With our settings we are creating exactly 4 bins of many-to-many matrices, i.e. [0-500]
to [0-500]
, [0-500]
to [501-1000]
, [501-1000]
to [0-500]
and [501-1000]
to [501-1000]
.
const chunkSize = 500
const range = (start, end) => {
return Array(end - start + 1).fill().map((_, idx) => start + idx)
}
const makeBins = (coordinates, chunkSize) => {
const bins = []
for (let x=0; x < coordinates.length; x += chunkSize) {
let endX = x + chunkSize - 1;
if (endX > coordinates.length - 1) {
endX = coordinates.length - 1;
}
for (let y=0; y < coordinates.length; y += chunkSize) {
let endY = y + chunkSize - 1;
if (endY > coordinates.length - 1) {
endY = coordinates.length - 1;
}
bins.push({ sources: range(x, endX), destinations: range(y, endY) })
}
}
return bins;
}
const bins = makeBins(coordinates, chunkSize)

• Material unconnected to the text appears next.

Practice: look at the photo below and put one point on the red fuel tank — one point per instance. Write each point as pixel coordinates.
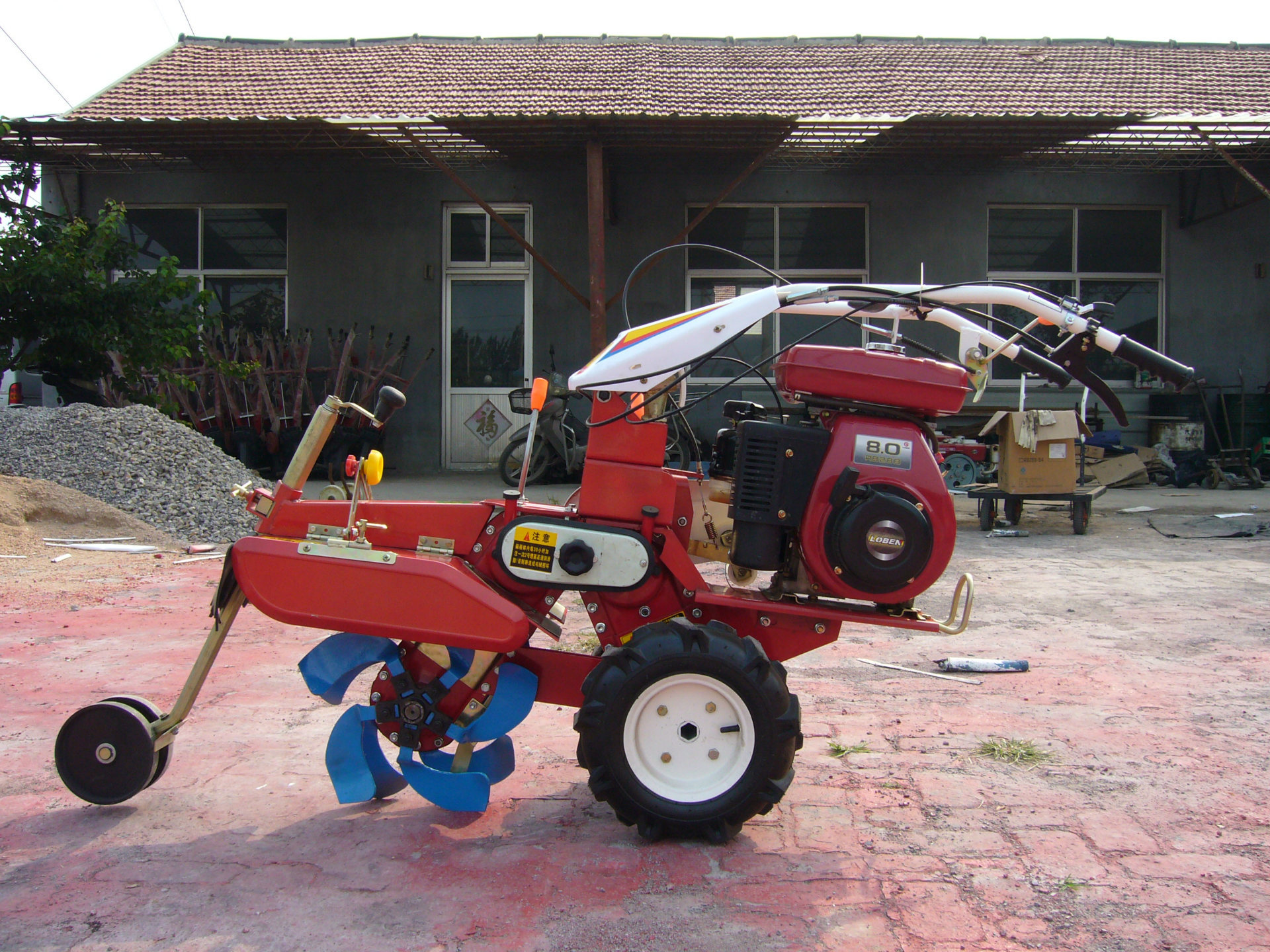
(916, 383)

At this point we are ready to send off our bins of coordinates. We could do this sequentially which wouldn't yield much benefit, however we could also make heavy use of OSRM's powerful architecture of distributing requests across multiple cores. By default it uses 4 but you have the option to give it more to work with. There exists a handy NodeJS library called async which will help us achieve what we need, namely sending multiple requests to OSRM at once, waiting for all computations to finish and ultimately stitching them back together again. Specifically we are using one of its core functions mapLimit to do this. We give it all of our bins and a limit parameter (which we call parallelism because it sounds more fancy) governing the maximum number of async operations at a time. Once all callbacks have been successfully invoked, we can optionally loop over all results and stitch them back together again.
/**
... existing header
*/
const async = require("async");
/**
... existing code
*/
// as the name suggestes, it stitches the results back together!
const stitchResults = (results) => {
// make empty lists which will be filled up
const durations = Array.from({ length: coordinates.length }).fill().map(item => ([]))
const distances = Array.from({ length: coordinates.length }).fill().map(item => ([]))
for (const matrix of results) {
const minSourceIdx = Math.min(...matrix.sources)
const minDestIdx = Math.min(...matrix.destinations)
for (const sourceIdx of matrix.sources) {
for (const destinationIdx of matrix.destinations ) {
durations[sourceIdx][destinationIdx] = matrix.durations[sourceIdx - minSourceIdx][destinationIdx - minDestIdx];
distances[sourceIdx][destinationIdx] = matrix.distances[sourceIdx - minSourceIdx][destinationIdx - minDestIdx];
}
}
}
return { durations, distances }
}
// how many requests to have in flight at once
const parallelism = 4
console.time("osrmTableParallel");
async.mapLimit(
bins,
parallelism,
(bin, callback) => {
// pass in coordinates again but limit osrm.table to compute only sources and destinations of the bin
const osrmOptions = makeOsrmOptions(coordinates, bin.sources, bin.destinations)
osrm.table(osrmOptions, (err, result) => {
if (err) {
callback(null, result);
}
callback(null, { ...result, sources: bin.sources, destinations: bin.destinations } );
});
},
(err, results) => {
if (err) throw err;
// if you want to stitch your OSRM computations back together again
const fullMatrix = stitchResults(results)
console.timeEnd("osrmTableParallel");
}
);
Depending on your hardware, you will notice that this approach averages around 700-900ms, so approximately 30-50% faster than the single 1.000 x 1.000 request which we started off with.